Cash bonuses for top directors of British companies have stayed resiliently high despite the rigours of the downturn.
A report by remuneration consultancy Hewitt New Bridge Street shows that blue-chip businesses across a range of sectors _ not just banks _ paid executive directors comfortably over half the maximum bonus available last year.
At a time when managements are telling workers they are lucky to be in employment at all, and often asking them to accept pay freezes and cuts (or in British Airways’s case, sometimes work for nothing), this is really rich (pun intended).
It will annoy both employees on the lower, parched slopes and shareholders in companies who have seen reduced company earnings in the recession batter share prices and cut dividends.
The stock answer from business is that, even in a recession, it must have bonuses to attract, retain and motivate (you know the rest...).
This is beginning to sound a bit of a tired excuse from the cavalier saddle in these difficult times for the toiling infantry.
Presumably, the unspoke addendum is that workers down the food chain do not need to be attracted, retained and motivated.
I think in this recession many ordinary workers can accept pay freezes, even cuts at times, for instance in our savaged steel industry, and certainly do not expect bonuses.
But when they see these bonuses at boardroom and senior management below-boardroom level being impervious to the economic conditions people are bound to feel there is an ethical apartheid going on here.
The latest survey says that one in five FTSE 100-quoted businesses paid out an astonishing 90 per cent of maximum possible bonuses last year.

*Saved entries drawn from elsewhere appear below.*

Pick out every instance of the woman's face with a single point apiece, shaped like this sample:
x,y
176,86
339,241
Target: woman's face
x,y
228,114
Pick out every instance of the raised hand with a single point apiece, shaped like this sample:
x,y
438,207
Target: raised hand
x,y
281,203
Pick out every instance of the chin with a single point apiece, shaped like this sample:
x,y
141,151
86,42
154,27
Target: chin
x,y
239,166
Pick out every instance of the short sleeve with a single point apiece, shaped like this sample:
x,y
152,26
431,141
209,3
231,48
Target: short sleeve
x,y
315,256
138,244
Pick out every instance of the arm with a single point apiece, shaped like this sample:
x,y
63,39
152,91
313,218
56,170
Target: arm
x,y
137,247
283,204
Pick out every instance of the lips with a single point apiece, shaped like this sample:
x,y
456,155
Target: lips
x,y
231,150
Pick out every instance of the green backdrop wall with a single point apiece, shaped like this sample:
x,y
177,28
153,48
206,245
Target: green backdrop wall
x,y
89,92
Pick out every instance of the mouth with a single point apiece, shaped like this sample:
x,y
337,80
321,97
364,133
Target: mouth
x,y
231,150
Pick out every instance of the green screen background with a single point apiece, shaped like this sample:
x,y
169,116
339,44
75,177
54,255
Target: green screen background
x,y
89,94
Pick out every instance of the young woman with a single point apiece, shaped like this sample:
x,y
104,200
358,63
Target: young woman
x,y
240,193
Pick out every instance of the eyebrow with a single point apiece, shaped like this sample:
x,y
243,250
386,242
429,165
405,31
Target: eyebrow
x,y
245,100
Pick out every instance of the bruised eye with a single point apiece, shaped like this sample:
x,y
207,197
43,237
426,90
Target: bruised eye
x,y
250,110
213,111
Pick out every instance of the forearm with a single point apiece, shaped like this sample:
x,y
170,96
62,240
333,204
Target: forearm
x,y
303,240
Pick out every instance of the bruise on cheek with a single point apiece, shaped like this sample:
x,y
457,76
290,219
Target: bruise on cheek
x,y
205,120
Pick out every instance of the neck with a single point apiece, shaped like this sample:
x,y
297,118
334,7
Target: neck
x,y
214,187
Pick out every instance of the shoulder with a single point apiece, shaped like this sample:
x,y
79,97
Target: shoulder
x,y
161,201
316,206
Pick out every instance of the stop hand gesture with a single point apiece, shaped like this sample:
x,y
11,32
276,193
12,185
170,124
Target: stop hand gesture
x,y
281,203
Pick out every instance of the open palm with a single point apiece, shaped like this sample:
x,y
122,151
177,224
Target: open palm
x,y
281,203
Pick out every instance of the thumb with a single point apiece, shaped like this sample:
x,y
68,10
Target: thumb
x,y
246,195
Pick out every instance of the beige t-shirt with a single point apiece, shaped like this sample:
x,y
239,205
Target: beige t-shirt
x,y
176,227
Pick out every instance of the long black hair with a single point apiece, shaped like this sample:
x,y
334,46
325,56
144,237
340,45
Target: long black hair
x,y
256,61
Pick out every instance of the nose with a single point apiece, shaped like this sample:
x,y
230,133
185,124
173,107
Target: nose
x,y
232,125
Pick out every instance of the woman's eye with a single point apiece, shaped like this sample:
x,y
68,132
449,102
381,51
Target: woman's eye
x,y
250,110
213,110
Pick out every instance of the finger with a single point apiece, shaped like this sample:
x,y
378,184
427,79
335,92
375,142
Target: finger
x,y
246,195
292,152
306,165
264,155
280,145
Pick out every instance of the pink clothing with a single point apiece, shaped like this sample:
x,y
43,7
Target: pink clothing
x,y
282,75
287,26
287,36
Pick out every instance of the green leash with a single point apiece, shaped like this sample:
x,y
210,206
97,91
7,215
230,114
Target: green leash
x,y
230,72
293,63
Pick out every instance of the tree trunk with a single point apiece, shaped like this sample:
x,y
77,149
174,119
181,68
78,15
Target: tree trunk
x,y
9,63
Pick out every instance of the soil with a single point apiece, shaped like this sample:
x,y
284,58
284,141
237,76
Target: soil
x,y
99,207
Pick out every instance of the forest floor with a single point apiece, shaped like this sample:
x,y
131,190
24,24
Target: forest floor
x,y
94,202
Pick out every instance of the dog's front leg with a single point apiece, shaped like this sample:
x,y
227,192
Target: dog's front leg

That’s pretty near insulting when about the same percentage of FTSE 100 companies suffered share price falls. So much for aligning directors’ remuneration and bonuses with that of investors.
It also shows that bankers are just the most obvious Aunt Sallys for criticism on bonuses, acting as a lightning rod for public disatisfaction and covering up the fact that many executives in other industries are also raking it in during the worst recession since the Second World War.
I doubt such largesse was around after the Wall Street crash. But, on current evidence, boardrooms are responding with almost a shrug of the shoulders and ‘That’s life’ attitude.